Stephen Ambrose, the man who authored a three-volume biography of Richard Nixon, has died, aged 66.

Ambrose once said that he was a historian who was “fascinated by leadership”.

A report in the New York Times says:

Stephen E. Ambrose, the military historian and biographer whose books recounting the combat feats of American soldiers and airmen fueled a national fascination with the generation that fought World War II, died yesterday at a hospital in Bay St. Louis, Miss. Mr. Ambrose, who lived in Bay St. Louis and Helena, Mont., was 66.

The cause was lung cancer, which was diagnosed last April, his son Barry said.

“Until I was 60 years old, I lived on a professor’s salary and I wrote books,” Mr. Ambrose recalled in November 1999. “We did all right. We even managed to buy some mutual funds for our grandchildren. I never in this world expected what happened.”

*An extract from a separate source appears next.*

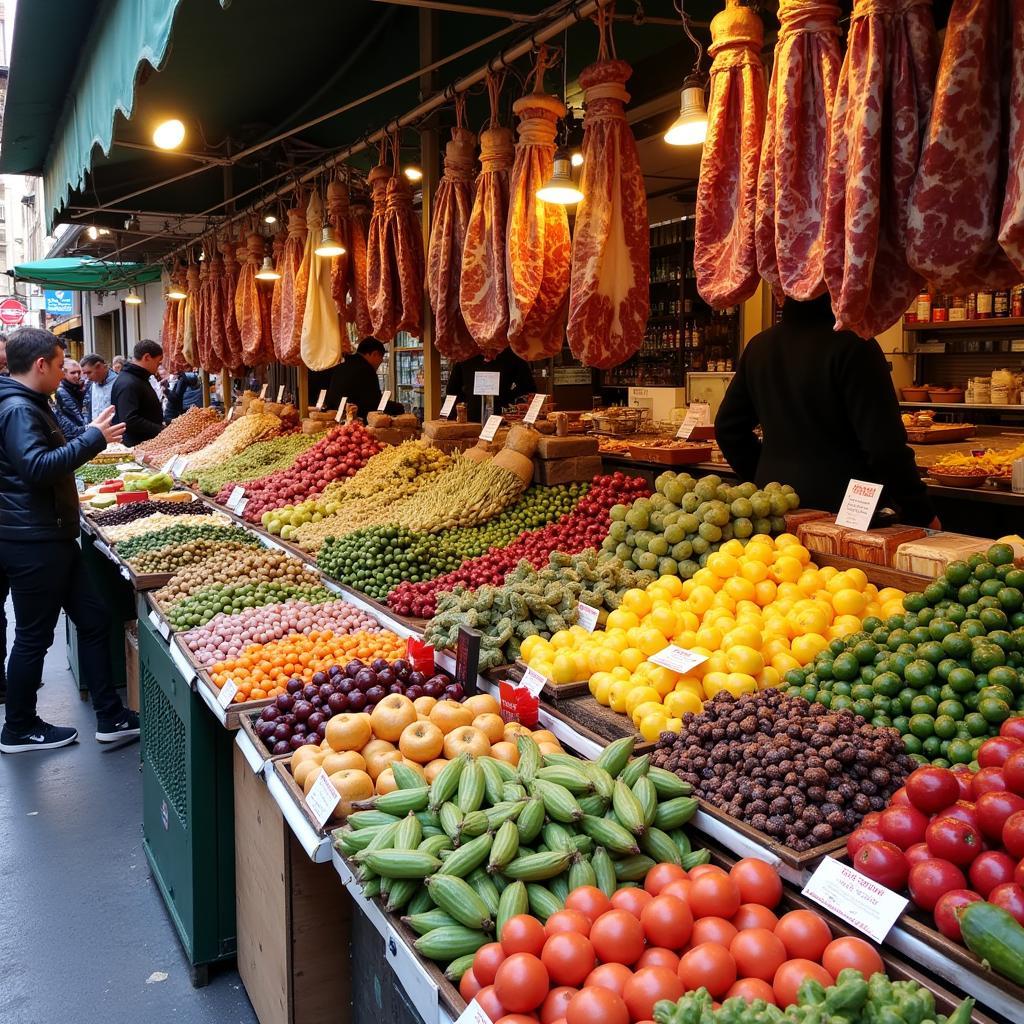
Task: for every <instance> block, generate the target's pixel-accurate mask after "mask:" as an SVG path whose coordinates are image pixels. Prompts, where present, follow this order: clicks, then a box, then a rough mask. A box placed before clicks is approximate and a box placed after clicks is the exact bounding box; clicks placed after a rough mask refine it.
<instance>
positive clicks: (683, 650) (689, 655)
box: [647, 643, 708, 676]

Mr. Ambrose, known previously for multivolume biographies of Dwight D. Eisenhower and Richard M. Nixon, emerged as a best-selling author during the past decade. He was also an adviser for films depicting heroic exploits, a highly paid lecturer and an organizer of tours to historic sites.

His ascension to wealth and fame began with his book “D-Day, June 6, 1944: The Climactic Battle of World War II,” marking the 50th anniversary of the Normandy invasion. Drawing upon combat veterans’ remembrances collected by the Eisenhower Center in New Orleans, which Mr. Ambrose founded, it became a best seller.

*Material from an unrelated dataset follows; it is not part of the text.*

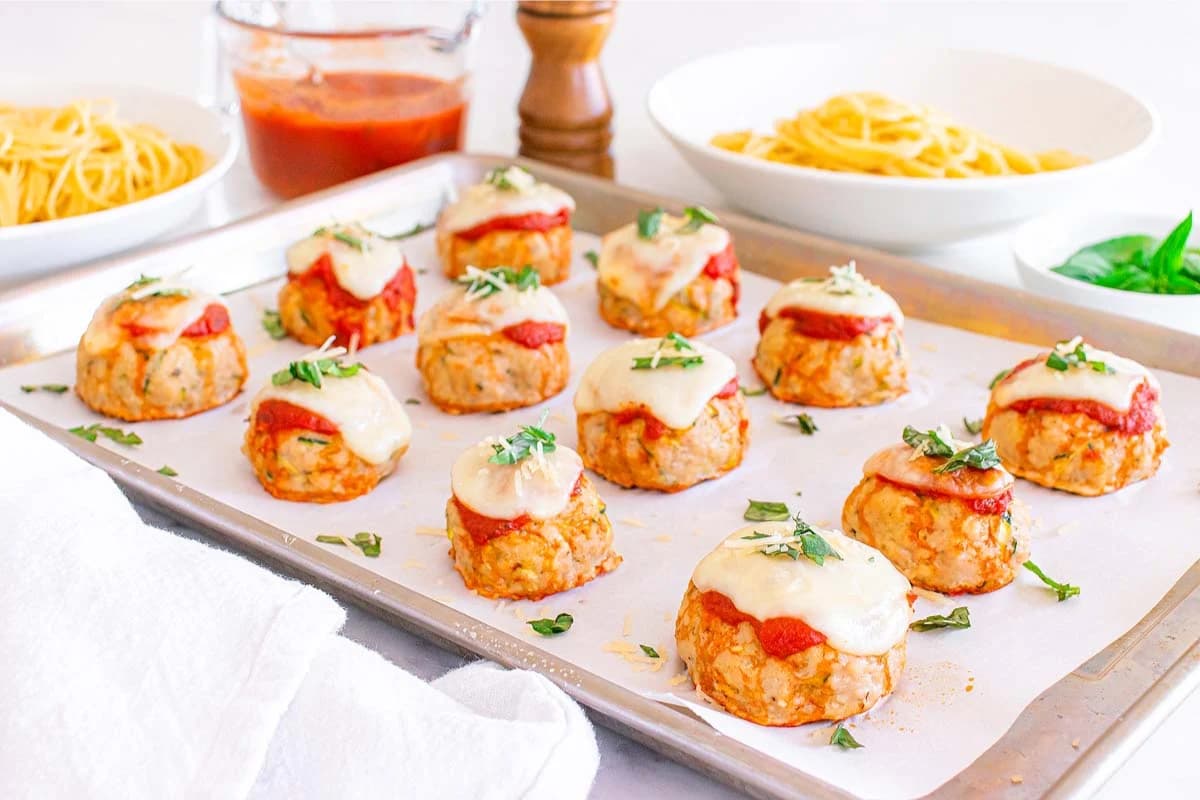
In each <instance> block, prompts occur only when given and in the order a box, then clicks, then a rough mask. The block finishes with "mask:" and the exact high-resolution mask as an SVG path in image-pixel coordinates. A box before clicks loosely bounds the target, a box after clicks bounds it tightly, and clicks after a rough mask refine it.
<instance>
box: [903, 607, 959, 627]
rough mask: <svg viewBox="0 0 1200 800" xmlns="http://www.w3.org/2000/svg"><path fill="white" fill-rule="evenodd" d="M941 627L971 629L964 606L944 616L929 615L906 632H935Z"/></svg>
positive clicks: (920, 620) (916, 623)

..Soon Mr. Ambrose was producing at least a book a year and becoming a star at Simon & Schuster, which published all his best-known books.

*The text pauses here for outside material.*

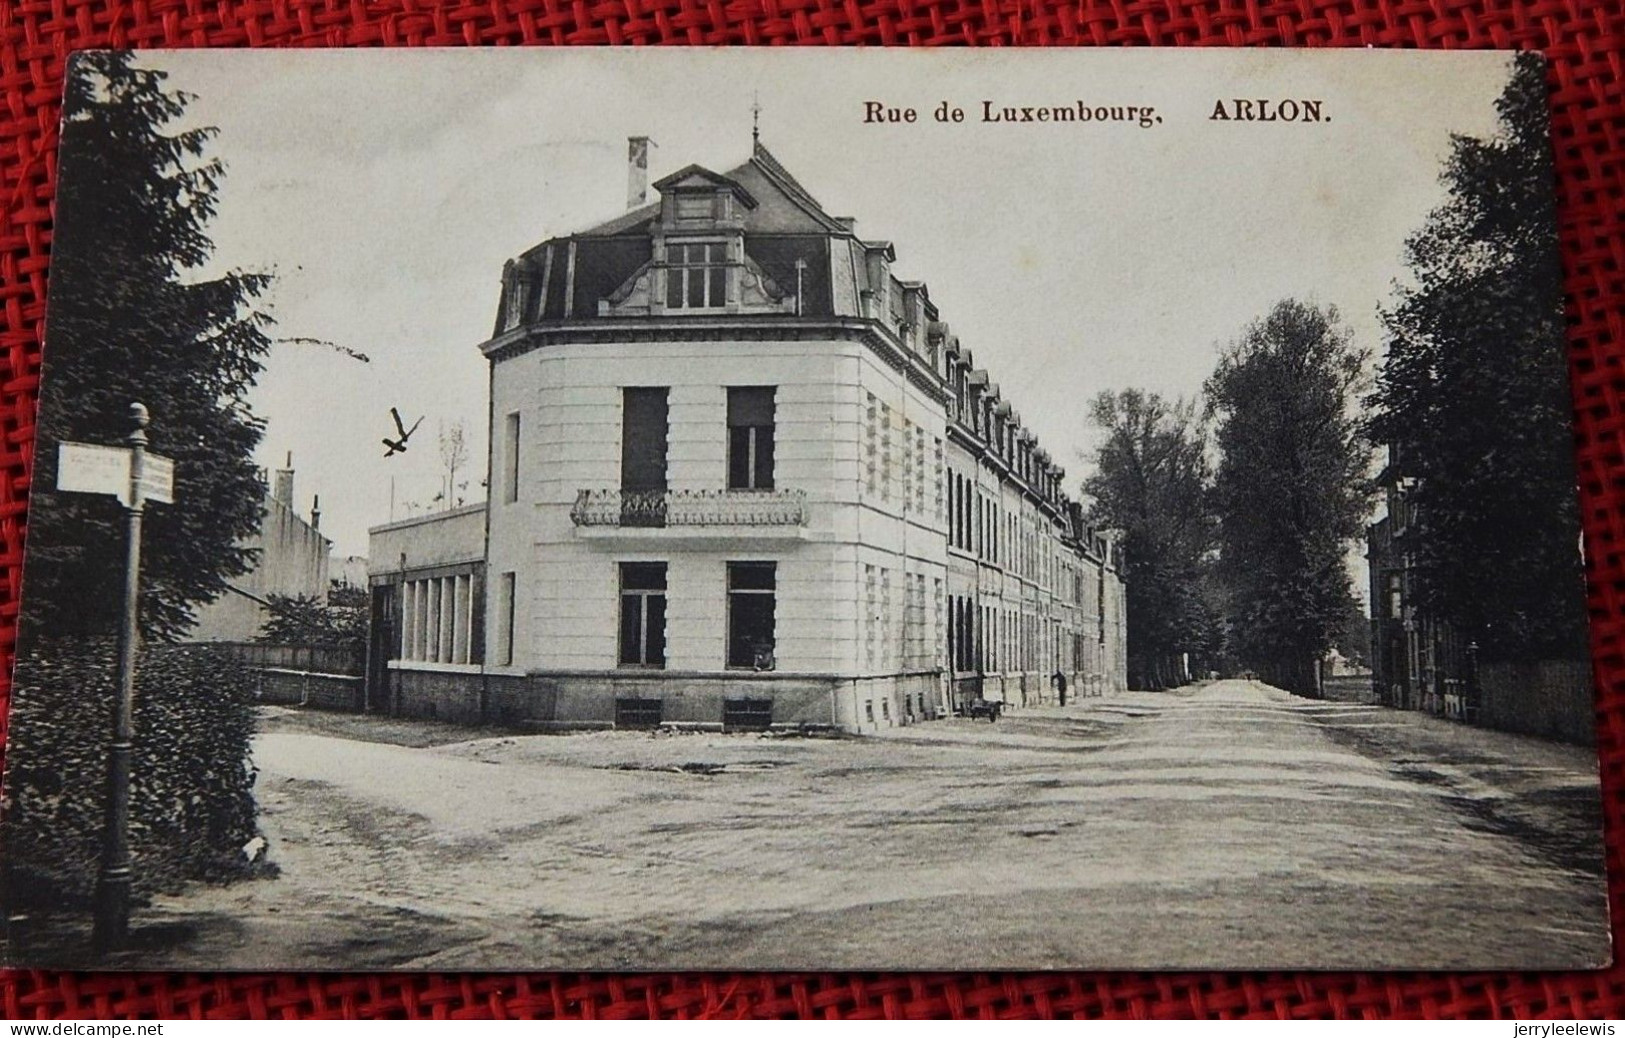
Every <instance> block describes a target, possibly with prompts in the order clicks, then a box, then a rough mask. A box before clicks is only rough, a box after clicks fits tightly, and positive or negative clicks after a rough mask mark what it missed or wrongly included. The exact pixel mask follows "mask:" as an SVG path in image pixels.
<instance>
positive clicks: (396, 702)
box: [385, 668, 486, 724]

But earlier this year Mr. Ambrose was accused of ethical lapses for having employed some narrative passages in his books that closely paralleled previously published accounts. The criticism came at a time of heightened scrutiny of scholarly integrity…

…Mr. Ambrose said that his copying from other writers’ works represented only a few pages among the thousands he had written and that he had identified the sources by providing footnotes. He did concede that he should have placed quotation marks around such material and said he would do so in future editions. He denied engaging in plagiarism and suggested that jealousy among academic historians played a part in the criticism.

“Any book with more than five readers is automatically popularized and to be scorned,” Mr. Ambrose said in an interview with The Los Angeles Times in April 2002. “I did my graduate work like anybody else, and I kind of had that attitude myself. The problem with my colleagues is they never grew out of it.”

Two years after his D-Day book was published, Mr. Ambrose had another best seller, “Undaunted Courage,” the story of Lewis and Clark’s exploration of the West. He reported having earned more than $4 million from it.